I looked in the mirror and I can't believe it, I've gained ten kilos more weight since I turned 30, there are no clothes that match me the way I want, I haven't seen the woman I was a few years ago for a long time, now I only see one shape of wide proportions and little curves, my face has a couple of dark circles, an endless number of spots that I suppose are thanks to the passage of time and my carelessness, but what does it matter.
I have dedicated my life to my marriage, my professional career, my children, and my goals, although which marriage... I was always a dedicated woman, I finished my high school very young, at 16 years old, I immediately received a scholarship to enter a good university, I started my career as an accountant, I was not from a wealthy family, so I had to support myself in any way to be able to fulfill that dream, to be the best of all accountants and thus be able to have everything I wanted.
When I was in the sixth semester I met Larry, a handsome young man four years older than me, he was about to graduate, his family was wealthy and he could have all the luxuries he wanted, while I did somersaults working here and there to cover extra expenses. that life gave me to be able to study, for reasons of fate he noticed me, and remembering well, anyone could notice me, my long hair to the waist, my protruding chest, and my wide hips made any man look at me, my face was white and clean, I wasn't very tall, but any 8-centimeter high shoe helped hide how glued I was to the floor.
Larry was a tall man, 1.80 meters tall, gallant, muscular, he had straight black hair that moved with the wind, everyone was crazy about him, I don't know why I wasn't, but he noticed me, and suddenly We started going out, he invited me as much as I wanted, relatively, we were a couple of students and our demands were simple, a couple of coffees, a few hamburgers, a few outings to the movies, a trip to any nearby town and so, I thought who was in heaven.
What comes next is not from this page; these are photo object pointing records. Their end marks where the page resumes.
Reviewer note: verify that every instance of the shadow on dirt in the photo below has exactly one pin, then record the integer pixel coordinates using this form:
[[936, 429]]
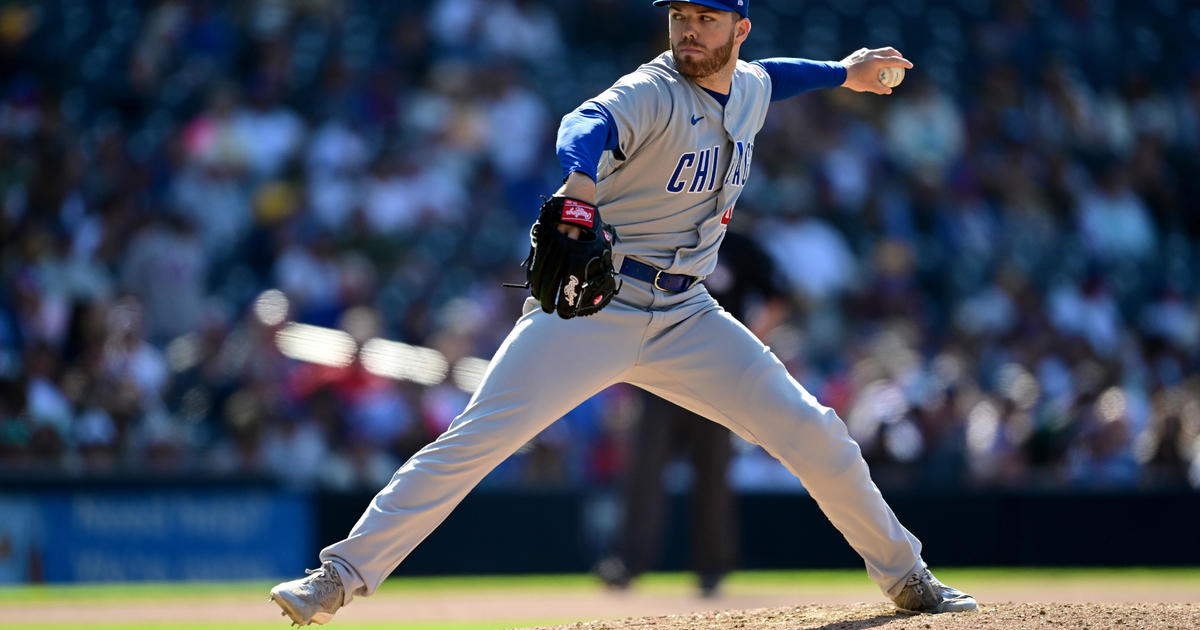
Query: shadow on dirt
[[862, 624]]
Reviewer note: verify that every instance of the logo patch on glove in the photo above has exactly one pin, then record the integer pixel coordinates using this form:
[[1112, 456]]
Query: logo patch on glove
[[569, 291], [579, 214]]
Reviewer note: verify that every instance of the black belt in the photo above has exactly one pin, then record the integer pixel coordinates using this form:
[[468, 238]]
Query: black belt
[[661, 280]]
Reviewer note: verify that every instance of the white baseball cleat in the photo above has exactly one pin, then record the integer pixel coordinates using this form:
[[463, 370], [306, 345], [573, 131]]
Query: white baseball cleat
[[923, 593], [311, 599]]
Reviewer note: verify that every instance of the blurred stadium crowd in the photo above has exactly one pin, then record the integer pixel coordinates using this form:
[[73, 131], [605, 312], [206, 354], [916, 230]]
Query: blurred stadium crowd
[[991, 273]]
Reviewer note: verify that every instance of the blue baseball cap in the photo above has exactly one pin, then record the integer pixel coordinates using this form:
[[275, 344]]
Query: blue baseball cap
[[737, 6]]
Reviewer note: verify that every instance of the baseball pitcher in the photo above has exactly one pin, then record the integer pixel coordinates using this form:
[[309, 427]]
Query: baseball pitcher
[[653, 171]]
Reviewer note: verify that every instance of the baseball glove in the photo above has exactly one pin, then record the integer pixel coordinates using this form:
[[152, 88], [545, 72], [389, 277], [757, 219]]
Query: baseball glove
[[574, 277]]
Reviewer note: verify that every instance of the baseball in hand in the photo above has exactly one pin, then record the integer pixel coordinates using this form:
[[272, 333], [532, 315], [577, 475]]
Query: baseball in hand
[[892, 76]]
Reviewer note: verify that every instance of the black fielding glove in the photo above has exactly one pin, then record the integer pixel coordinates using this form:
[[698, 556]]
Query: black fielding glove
[[574, 277]]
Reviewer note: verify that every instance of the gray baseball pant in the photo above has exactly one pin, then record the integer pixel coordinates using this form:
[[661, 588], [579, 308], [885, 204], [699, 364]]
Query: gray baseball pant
[[679, 346]]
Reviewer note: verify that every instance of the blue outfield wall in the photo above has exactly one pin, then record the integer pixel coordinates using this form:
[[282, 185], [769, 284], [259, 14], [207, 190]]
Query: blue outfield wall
[[567, 532], [99, 532], [155, 534]]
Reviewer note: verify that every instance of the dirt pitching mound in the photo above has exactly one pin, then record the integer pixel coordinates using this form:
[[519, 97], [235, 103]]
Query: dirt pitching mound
[[885, 617]]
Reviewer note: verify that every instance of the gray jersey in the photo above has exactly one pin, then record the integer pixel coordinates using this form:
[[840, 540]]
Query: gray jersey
[[685, 162]]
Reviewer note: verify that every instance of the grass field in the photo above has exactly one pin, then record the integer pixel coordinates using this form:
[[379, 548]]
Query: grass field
[[522, 601]]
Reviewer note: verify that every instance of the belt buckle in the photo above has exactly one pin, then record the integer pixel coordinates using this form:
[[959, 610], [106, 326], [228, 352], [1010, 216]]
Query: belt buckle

At the beginning he was an attentive man like everyone else, loving, chivalrous, he would go up to heaven, and the moon would come down on me (but who asked him, sometimes so much attention was cloying), I never had a boyfriend before him, so I assumed that That's how things worked, shortly after I obtained my degree as an accountant, with a couple of diplomas and a meritorious thesis, he decided to ask me to marry him after 3 years of courtship, something that was a surprise to me, but what else did I want? I, young, professional, with a wealthy husband, enough to be able to live comfortably without worries, "loved me."
His family was perfect, only his parents and one brother, they all loved me, because I was the example of a woman that everyone wants to have, I did not enjoy my stay at the university very much, I only dedicated my life to studies, to doing my best efforts and obviously my Larry, my prince who among all the maidens chose me.
I spend a couple of months.
The day of the wedding arrived, we had never had a fight, only arguments that did not last for two hours, bothersome and then reconciled, despite everything we had already had a married life, where I had good experiences with him but now I think it was the basics. (he did not understand the enjoyment of the body, he thought that it was designed to become a reproducing machine).
My humble mother was happy to see her daughter succeed, I never had a father and I was an only child, therefore my family was only my mother and a couple of cousins whom I loved as if they were my sisters.
Larry's family, the Nicholsons, were not the most millionaires, but they were renowned, they owned a plastics company in the city which was quite recognized, and it gave them a good boom to have good luxuries and thus live more than well.
The day I said YES, I ACCEPT I did not imagine that it would be the day my soul would die, even though my physical presence was still present.
A couple of years passed I got my first job as an accountant in the State, through a contest and a little help from my father-in-law I got a position with a good salary that made me live comfortably and help my mother, I kept the money just for me, since my lucky husband already had everything, he maintained our home, he only allowed me to work so that I could carry out my career, it already said that the duty of maintaining the home was the man's, women should stay at home doing what you do and having children, but I didn't understand that.
I wanted much more, my dreams were not limited to being in a huge house cleaning walls and changing diapers.